- A convicted Russian agent who was jailed in the US denied her new seat in Russia's parliament is a gift.
- "It's not a reward," Maria Butina told NYT. "I wasn't a spy. I wasn't working for the government. I was just a civilian."
- Butina pleaded guilty to one count of conspiracy in 2018 and admitted to acting as an unregistered foreign agent.
Maria Butina, a Russian national who pleaded guilty to conspiracy and acted as an unregistered foreign agent in the US, denied this week that her new seat in Russia's parliament is a gift.
"It's not a reward," Butina told the New York Times in a new interview. "I wasn't a spy. I wasn't working for the government. I was just a civilian."
"If I had known that I have to register to build peace between the two nations by my own initiative, I would have loved to," she added.
Butina in December 2018 admitted to acting as an unregistered agent of the Russian government and infiltrating the National Rifle Association (NRA) in an attempt to sway US policy in favor of Russia. An indictment returned against Butina in July of that year said she and a high-ranking Russian official, believed to be the Russian politician Alexander Torshin, worked to create a "back channel" between Russia and the US, using the NRA as a conduit.
"Butina sought to establish unofficial lines of communication with Americans having power and influence over US politics," her plea agreement said.
She admitted to drafting a proposal in Russian in March 2015 called the "Description of the Diplomacy Project," which implied that "Russia could use unofficial channels of communication" to build relationships with the Republican Party, referred to as "Political Party #1" in US court filings.
Butina also spent years cultivating ties with American gun-rights activists, like the Republican strategist Paul Erickson, with whom she has been acquainted since at least 2013. Among other things, prosecutors accused Butina of pursuing a sexual relationship with Erickson to make inroads with the NRA.
After serving 15 months in US prisons — a sentence that Russian President Vladimir Putin decried as an "outrage" — Butina was deported back to Russia in October 2019. Within roughly two months of her return, Butina was given a job as a host on the state-run media outlet RT.
Butina became a member of the Duma, Russia's parliament, for the Kirov region in October.

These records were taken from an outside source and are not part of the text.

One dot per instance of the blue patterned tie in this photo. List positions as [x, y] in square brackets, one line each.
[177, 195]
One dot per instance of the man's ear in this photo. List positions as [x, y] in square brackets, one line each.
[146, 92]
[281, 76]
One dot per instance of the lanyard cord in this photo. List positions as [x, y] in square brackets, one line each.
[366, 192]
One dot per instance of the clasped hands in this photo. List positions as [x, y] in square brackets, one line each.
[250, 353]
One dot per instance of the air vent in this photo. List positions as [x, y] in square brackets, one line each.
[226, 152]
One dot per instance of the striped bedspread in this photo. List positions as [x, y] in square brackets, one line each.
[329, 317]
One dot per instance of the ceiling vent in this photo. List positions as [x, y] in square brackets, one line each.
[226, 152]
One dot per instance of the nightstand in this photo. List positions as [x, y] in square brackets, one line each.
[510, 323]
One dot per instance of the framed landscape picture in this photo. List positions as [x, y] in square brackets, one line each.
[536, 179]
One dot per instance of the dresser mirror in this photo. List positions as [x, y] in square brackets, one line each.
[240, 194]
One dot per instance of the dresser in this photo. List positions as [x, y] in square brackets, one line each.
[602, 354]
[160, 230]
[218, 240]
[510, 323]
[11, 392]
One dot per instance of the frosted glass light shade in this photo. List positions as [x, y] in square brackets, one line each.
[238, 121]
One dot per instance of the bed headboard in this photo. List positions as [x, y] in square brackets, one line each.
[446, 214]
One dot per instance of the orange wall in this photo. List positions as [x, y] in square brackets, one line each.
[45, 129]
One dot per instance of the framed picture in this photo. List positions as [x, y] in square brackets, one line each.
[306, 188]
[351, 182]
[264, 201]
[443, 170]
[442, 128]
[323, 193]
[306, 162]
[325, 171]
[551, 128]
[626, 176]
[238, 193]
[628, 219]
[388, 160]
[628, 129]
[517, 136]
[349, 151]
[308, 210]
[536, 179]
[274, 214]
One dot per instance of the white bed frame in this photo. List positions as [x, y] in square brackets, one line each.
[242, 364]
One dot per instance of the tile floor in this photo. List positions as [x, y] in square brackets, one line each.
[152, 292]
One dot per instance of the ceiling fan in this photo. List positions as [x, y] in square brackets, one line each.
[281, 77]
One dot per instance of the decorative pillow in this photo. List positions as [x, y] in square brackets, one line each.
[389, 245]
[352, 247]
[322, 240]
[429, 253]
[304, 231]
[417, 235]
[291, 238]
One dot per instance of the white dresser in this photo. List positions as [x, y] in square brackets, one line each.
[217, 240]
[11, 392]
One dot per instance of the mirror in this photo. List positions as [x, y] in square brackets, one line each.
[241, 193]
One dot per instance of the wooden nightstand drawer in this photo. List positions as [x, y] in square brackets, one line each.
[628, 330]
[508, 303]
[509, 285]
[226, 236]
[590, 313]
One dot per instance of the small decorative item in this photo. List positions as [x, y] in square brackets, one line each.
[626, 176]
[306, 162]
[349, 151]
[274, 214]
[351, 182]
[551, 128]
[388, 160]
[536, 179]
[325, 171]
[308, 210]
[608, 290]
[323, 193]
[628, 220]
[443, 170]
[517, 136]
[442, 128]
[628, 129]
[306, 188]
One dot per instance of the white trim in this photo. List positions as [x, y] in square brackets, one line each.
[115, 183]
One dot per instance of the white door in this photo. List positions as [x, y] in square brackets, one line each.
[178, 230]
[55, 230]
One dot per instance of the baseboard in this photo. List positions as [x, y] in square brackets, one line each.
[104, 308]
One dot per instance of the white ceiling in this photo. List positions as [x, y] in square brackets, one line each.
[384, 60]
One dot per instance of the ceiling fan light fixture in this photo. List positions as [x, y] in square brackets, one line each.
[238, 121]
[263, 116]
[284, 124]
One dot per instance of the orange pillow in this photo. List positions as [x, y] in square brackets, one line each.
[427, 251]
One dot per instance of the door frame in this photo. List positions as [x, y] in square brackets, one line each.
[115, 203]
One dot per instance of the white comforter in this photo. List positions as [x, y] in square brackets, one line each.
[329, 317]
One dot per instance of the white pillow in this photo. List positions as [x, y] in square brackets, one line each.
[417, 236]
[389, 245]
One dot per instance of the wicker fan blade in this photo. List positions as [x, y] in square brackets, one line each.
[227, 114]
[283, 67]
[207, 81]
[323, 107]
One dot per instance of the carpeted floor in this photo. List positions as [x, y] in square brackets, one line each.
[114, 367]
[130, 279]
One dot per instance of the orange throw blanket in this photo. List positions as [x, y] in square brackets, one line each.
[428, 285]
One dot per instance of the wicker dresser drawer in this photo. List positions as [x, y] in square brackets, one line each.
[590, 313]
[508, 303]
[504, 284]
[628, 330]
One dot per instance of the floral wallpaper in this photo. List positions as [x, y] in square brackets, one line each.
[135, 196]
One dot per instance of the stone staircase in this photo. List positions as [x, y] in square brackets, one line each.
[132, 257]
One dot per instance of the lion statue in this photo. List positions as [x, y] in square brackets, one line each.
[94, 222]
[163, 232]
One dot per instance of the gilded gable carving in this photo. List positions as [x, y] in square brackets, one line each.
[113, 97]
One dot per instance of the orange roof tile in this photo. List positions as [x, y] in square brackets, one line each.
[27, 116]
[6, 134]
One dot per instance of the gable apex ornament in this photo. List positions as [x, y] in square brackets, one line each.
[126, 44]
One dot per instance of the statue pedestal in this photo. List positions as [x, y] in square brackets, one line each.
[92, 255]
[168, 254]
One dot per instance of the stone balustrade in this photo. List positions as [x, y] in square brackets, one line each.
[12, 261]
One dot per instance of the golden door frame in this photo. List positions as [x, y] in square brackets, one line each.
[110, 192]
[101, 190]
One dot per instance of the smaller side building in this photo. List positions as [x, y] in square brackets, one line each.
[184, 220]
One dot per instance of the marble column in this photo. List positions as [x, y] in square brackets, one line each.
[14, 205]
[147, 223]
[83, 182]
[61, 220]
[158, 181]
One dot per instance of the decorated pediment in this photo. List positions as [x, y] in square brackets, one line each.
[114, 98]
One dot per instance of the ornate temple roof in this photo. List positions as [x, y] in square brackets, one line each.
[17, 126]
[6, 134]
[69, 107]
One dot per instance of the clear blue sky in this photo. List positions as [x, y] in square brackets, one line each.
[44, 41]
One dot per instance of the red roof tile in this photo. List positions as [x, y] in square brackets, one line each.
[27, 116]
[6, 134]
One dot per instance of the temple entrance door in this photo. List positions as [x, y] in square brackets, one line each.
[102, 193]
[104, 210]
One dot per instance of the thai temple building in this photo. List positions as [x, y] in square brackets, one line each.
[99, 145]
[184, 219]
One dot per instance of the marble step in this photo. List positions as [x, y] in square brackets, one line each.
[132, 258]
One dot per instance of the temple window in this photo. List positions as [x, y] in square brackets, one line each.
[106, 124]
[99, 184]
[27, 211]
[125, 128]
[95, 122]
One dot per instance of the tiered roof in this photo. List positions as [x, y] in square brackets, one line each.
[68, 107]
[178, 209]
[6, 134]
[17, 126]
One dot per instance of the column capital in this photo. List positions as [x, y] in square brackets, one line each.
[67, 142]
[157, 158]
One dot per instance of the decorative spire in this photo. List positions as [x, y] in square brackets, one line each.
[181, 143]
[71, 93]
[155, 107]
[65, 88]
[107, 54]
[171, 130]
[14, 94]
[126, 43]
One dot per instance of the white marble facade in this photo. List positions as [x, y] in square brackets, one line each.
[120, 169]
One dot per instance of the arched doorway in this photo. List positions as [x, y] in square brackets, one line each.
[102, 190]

The local governor gave up the seat so Butina could fill it.
She told the Times that she wants to use her new position to improve relations between the US and Russia. "I believed in the friendship between the two nations, and I still do believe in it," Butina said. "We can be friends, we must be."
But critics suggest that she was gifted the Duma seat as a reward for carrying out Putin's agenda to influence US politics.
In April, Butina made an unexpected visit to the Russian prison where the top Kremlin critic Alexei Navalny is being held. At the time, he was engaged in a weekslong hunger strike over demands for proper medical care. While those close to Navalny voiced concerns that he was on the brink of death, Butina downplayed his medical condition and filmed her visit to the prison in an effort to portray the conditions as better than those in US facilities.
Maria Pevchikh, the chief of the investigative unit of Navalny's organization, the Anti-Corruption Foundation, told The Times that Butina's Duma seat was a reward for her coverage of Navalny's imprisonment.
"If anything, this was a reward for what she did by visiting Navalny in prison, and that TV episode, which was highly embarrassing and disgusting," Pevchikh said. "Not many people would agree to do that. And she did."
Pevchikh said Butina is a "good trophy" for the ruling party because she talks "nonstop about how bad things in America are."
A message posted to Navalny's Telegram channel also described Butina as a "wretched propagandist" for the state-broadcaster RT, adding that she "yelled that this was the best and most comfortable prison."
Navalny was poisoned in Siberia in August 2020, which Putin has been widely accused of orchestrating. His imprisonment, which top rights groups say is politically motivated, led to mass protests in Russia and has been condemned by leaders across the globe.